Structural Questions
The removal of the ownership ceiling also raises questions about market concentration. Egypt’s banking sector is already top-heavy: the three state-owned banks — National Bank of Egypt, Banque Misr, and Banque du Caire — account for roughly 40% of sector assets. If the largest institutions move fastest to acquire fintechs, the consolidation could compress the independent fintech ecosystem at a relatively early stage of its development. Smaller fintechs facing revenue pressure may have limited negotiating leverage in any acquisition process.

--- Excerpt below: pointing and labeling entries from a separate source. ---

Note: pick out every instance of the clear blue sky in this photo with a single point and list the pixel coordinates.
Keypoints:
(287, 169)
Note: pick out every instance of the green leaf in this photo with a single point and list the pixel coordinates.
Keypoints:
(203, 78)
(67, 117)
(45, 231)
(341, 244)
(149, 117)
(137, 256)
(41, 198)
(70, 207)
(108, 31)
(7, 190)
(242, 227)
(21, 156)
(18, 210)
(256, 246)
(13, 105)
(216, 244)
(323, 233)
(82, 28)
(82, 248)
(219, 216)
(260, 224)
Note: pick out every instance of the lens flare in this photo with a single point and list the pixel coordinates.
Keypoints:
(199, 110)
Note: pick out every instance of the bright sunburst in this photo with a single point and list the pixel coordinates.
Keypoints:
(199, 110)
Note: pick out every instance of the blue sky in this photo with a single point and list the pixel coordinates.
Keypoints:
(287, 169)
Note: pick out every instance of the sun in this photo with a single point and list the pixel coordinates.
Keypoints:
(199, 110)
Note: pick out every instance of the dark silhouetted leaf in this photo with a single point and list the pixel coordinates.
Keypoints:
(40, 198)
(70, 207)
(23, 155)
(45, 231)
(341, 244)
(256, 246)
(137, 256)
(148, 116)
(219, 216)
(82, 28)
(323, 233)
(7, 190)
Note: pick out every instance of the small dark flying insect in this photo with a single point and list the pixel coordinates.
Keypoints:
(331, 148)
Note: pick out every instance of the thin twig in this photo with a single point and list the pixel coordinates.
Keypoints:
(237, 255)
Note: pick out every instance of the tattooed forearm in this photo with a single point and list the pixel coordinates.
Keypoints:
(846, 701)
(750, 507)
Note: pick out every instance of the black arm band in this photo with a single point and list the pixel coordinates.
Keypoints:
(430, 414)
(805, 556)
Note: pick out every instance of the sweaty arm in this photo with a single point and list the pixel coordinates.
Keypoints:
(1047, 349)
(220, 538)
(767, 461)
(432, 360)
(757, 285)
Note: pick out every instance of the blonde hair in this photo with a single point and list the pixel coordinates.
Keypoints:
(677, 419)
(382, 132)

For venture investors already in Egyptian fintechs, the amendment is a mixed signal. On one hand, it creates a credible new exit route via bank acquisitions at a moment when IPO markets and secondary sales remain constrained. On the other, a wave of bank-led consolidation could reduce the number of independent, VC-backable platforms over time, shrinking the investable universe in a market that has already seen foreign investor appetite cool since 2023.
Broader Context
The circular is one of several regulatory moves the CBE has made to reshape Egypt’s financial architecture. The regulator granted preliminary approval in 2024 for onebank, a digital-native subsidiary of Banque Misr, marking the country’s first foray into fully digital banking. The CBE has also published a Second Financial Inclusion Strategy covering 2026–2030 and maintains a regulatory sandbox for fintech experimentation. The March 2026 amendment fits within that pattern: using structural rule changes rather than direct intervention to steer the sector toward greater bank involvement and, by extension, greater central bank visibility.
Tarek El-Khouly, the Deputy Governor who signed the circular, has previously described MSME financing as a top CBE priority, noting that bank lending to small and micro enterprises grew from roughly EGP 30–40 billion in 2015 to over EGP 630 billion more recently. The addition of MSME-focused lenders to the unrestricted-ownership list suggests the amendment is also intended to accelerate credit flow to that segment through bank ownership rather than partnership alone. Whether that translates into acquisitions, recapitalisations, or full integrations will depend on individual bank strategies and on how the FRA responds to any boundary questions that arise as deals are structured.
The CBE circular was signed by Deputy Governor Tarek El-Khouly on 31 March 2026 and distributed to bank chairpersons on 2 April 2026.